Volvo had got its MTN programme ready to issue on Friday, and had been watching the market carefully since then. It issued a Skr2.2bn deal on Tuesday, which Afolter admitted had not gone too well.

But he was pleased with the choice of Wednesday for Volvo’s euro deal. “We moved our go/no go call 15 minutes earlier to be the first out,” he said. “It just felt like a good day.” The indicators to look at, very early in the morning, were “futures, rates, news,” he said. “Once you have done this for a while, you can get a hunch whether it’s a good day or bad day.”

Nevertheless, many apparently placid and supportive days have gone to waste in the past month, to the frustration of syndicate bankers.

“I’m sure borrowers have been deterred by the recent conditions — they have been shown levels of new issue premium that would put them off,” Kerr said.

This week, issuers were lucky. All six got their deals done well and had finished setting the final terms before the afternoon sell-off began. Most of them even got the desired tight new issue premiums, which have been rare in the past month.

Unilever and Volvo were estimated to have paid about 5bp of NIP, Orange only 2bp on its €500m no-grow 10 year sustainability bond.

“We always work with a cautious approach,” said Matthieu Bouchery, head of group finance and treasury at Orange in Paris. “We have enough liquidity, so we don’t have to issue a bond in a particular window, so we can mainly come to the market opportunistically.”

This is not just about short-range planning — picking the right day in a week — but long range.

The French telecoms group, which manages its debt on a fixed rate basis, has funded early, expecting interest rates to rise. “We issued €1bn in December at very good conditions and wanted to come back this year with a sustainability bond,” Bouchery said. “It was our expectation that even if market conditions are really worse than in December, they could be even worse later this year. We wanted to wait for a good window to make an issue, and didn’t feel waiting more would give us more favourable conditions. There is little favourable macroeconomic news, meaning the environment could be really difficult in the coming weeks or months.”

When so many issuers have to try to use the same days to raise bonds at once, there is a real risk of overcrowding. The pattern of the market recovering from a bout of risk aversion and swinging to enthusiastic investor appetite has recurred several times this year.

Often, when the market gets very busy, one or two deals on a day will be cold-shouldered by investors, all clamouring for the favoured transactions — those from the rarest names, with the best ratings, or offering an irresistible spread.
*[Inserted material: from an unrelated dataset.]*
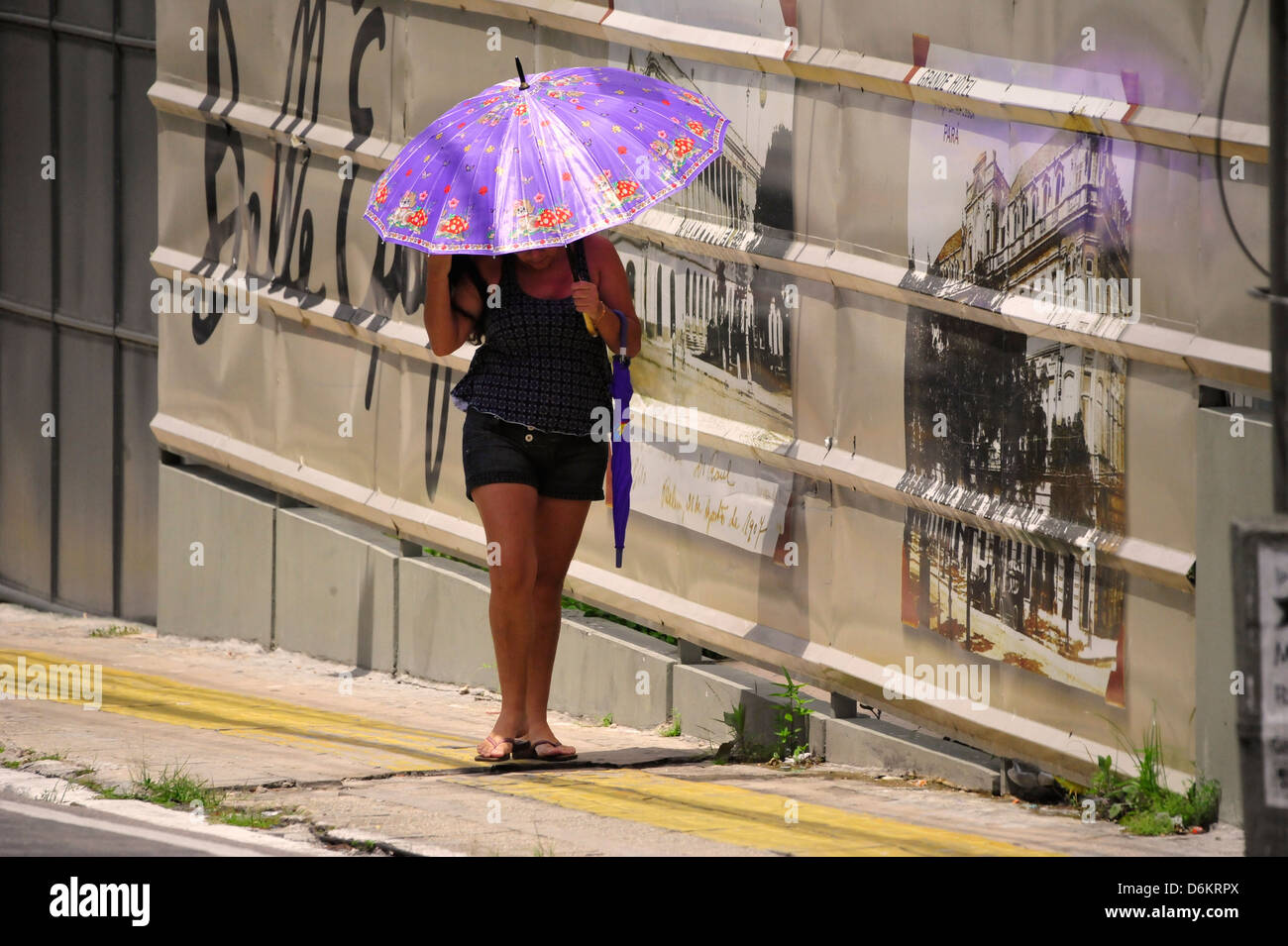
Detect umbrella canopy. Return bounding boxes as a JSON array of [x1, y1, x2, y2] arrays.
[[364, 60, 728, 257]]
The sharpest case was Energie Baden-Württemberg on March 8, an exceptionally busy day in the market’s first upswing after the Russian invasion of Ukraine. Though it is a solid, well known issuer, EnBW had to pull its seven and 12 year transaction.
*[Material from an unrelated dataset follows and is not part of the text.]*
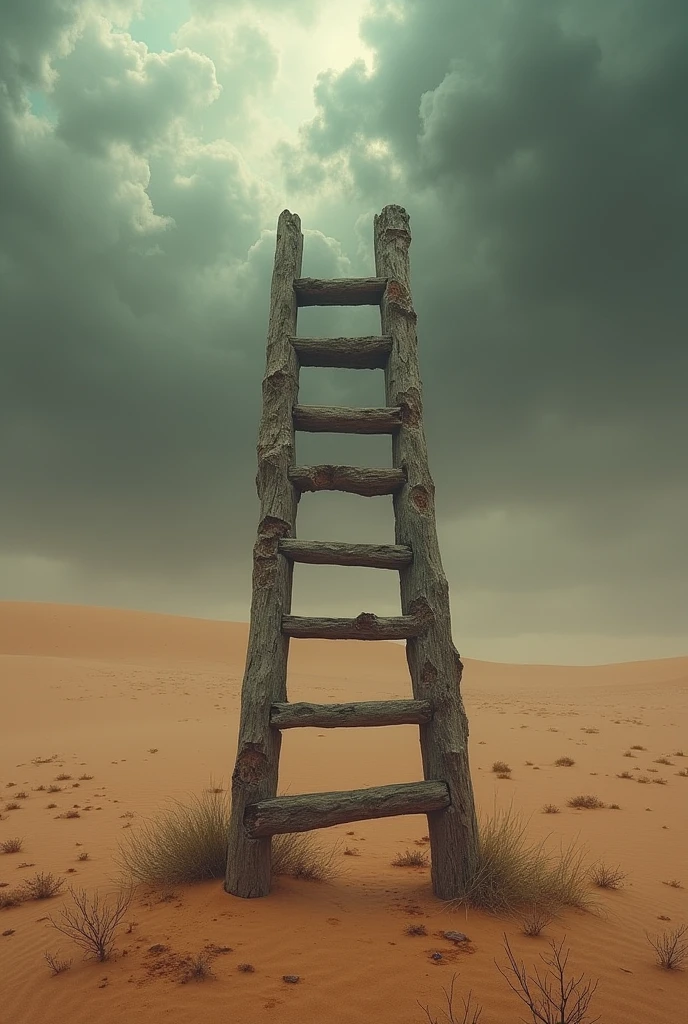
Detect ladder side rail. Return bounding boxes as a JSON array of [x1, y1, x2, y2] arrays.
[[224, 210, 303, 897], [374, 199, 478, 899]]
This week, that did not happen — all the deals went well. It helped that most were small, with no tranche bigger than €850m and only Unilever’s and Coloplast’s deals exceeding €500m. The shortage of issuance over the past months is another reason.

The one consolation bankers can see in the current market is that, despite the volatility, investors have plenty of cash to invest in investment grade corporate bonds and are not reallocating away from the asset class. “You have to ask where else they are going to put it, unless it’s cash?” said Kerr. “And cash rates are still unattractive.”

Investors seem to have developed a habit of wilfully forgetting their worries on occasional days, to enable them to buy some bonds, which they need to fill their portfolios. But they soon remember the ugly nature of this year’s markets. This week, the rude awakening came unusually quickly.

“The pipeline is building the whole time; we just can’t get enough deals done,” said the head of syndicate. On the right days, investors feel spreads are wide enough to entice them. But he added: “After yesterday, people will think twice about it.”